The Canadian fishing village of Glover’s Harbour, Newfoundland (formerly known as Thimble Tickle) claims to be the “Home of the Giant Squid.” It earned this distinction in 1878, when a living giant squid (Architeuthis dux) was discovered stranded offshore.
According to contemporary documents, on the morning of November 2, 1878, Stephen Sherring, a local fisherman, and two companions were out fishing when they noticed a large, red, tangled object semi-submerged in the surf near the shore. Believing it to be part of a shipwreck, they rowed closer. To their horror, they discovered a partially stranded giant squid or “devil fish.” The creature was frantically flailing its long tentacles in an attempt to dislodge itself and retreat to deeper water. In its distress, the panicked animal periodically ejected clouds of black ink.
Although frightened by the appalling scene, the fisherman rowed even closer, taking care to stay out of range of the squid’s tentacles. Realizing that the creature was stuck, they impaled it with a grappling hook and rope. They tied the other end of the rope to a tree on the shoreline. The rope prevented the squid from going back out to sea with the ebbing tide. Finally, exhausted from its violent efforts to free itself, the squid died as the water receded. The dead squid was ignominiously butchered and used for dog food.
News of the giant squid spread and it became known as the “Thimble Tickle Specimen.” It was reported to be 55 feet (16.8 meters) long. The body measured 20-feet in length, and one tentacle was 35-feet long. Guinness World Records posthumously recognized the squid as a world record holder, and it is still considered the heaviest giant squid ever taken. It also holds the record for the largest animal eye at 15.75-inches in diameter. However, modern speculation is that the measurements were exaggerated or the result of postmortem stretching. There is, however, no doubt it was enormous.
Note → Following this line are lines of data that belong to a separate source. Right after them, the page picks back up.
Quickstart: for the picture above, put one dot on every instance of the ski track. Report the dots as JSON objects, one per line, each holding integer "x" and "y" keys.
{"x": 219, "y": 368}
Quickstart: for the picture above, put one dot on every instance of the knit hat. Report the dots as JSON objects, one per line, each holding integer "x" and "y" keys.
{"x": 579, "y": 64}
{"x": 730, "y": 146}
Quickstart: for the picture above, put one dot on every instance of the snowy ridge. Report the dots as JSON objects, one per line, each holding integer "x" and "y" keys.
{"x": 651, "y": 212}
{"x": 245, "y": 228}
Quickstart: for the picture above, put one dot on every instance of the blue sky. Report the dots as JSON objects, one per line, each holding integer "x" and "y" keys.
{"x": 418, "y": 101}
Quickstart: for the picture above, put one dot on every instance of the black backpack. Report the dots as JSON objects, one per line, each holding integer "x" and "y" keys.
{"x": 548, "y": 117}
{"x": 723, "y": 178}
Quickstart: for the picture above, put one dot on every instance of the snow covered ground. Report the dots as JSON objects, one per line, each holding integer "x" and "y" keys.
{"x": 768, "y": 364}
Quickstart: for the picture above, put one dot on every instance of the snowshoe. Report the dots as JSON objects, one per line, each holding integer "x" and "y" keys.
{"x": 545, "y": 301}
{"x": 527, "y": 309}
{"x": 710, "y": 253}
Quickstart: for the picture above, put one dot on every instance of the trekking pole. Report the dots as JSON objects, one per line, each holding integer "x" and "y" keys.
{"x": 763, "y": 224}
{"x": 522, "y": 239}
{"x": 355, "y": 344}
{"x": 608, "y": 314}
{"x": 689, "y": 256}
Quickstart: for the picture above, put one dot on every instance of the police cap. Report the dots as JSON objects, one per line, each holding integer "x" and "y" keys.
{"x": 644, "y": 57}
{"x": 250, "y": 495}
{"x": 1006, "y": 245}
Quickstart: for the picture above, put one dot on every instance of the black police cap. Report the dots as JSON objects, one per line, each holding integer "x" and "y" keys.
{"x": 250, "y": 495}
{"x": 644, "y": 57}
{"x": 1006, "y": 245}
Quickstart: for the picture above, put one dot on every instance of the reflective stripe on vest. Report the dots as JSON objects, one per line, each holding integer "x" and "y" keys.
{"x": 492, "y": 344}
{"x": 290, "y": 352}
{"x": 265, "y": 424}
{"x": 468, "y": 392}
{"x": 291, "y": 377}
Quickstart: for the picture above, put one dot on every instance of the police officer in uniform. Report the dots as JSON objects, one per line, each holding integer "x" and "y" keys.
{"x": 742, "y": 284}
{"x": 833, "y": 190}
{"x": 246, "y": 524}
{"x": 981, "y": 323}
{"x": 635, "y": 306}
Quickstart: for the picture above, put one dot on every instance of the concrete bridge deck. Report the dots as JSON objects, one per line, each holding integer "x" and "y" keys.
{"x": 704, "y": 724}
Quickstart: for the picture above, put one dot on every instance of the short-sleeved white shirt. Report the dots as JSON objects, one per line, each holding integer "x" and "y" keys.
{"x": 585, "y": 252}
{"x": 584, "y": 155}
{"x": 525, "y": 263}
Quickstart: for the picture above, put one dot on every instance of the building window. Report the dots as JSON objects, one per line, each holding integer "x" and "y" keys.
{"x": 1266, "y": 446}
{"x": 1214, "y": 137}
In 2001, a giant squid returned to the shore of Glover’s Harbour in the form of a “life-sized” sculpture. Constructed from concrete over steel and wire mesh, the statue is 55-feet long and weighs over four tons. It was designed and built by Don Foulds, a fine arts teacher, and his students. It’s now part of the Giant Squid Interpretation Site that also includes a small museum, picnic area, and gift shop.
The Thimble Tickle Specimen is the subject of an annual festival, and in 2011, the sculpture was featured on a Canadian postage stamp.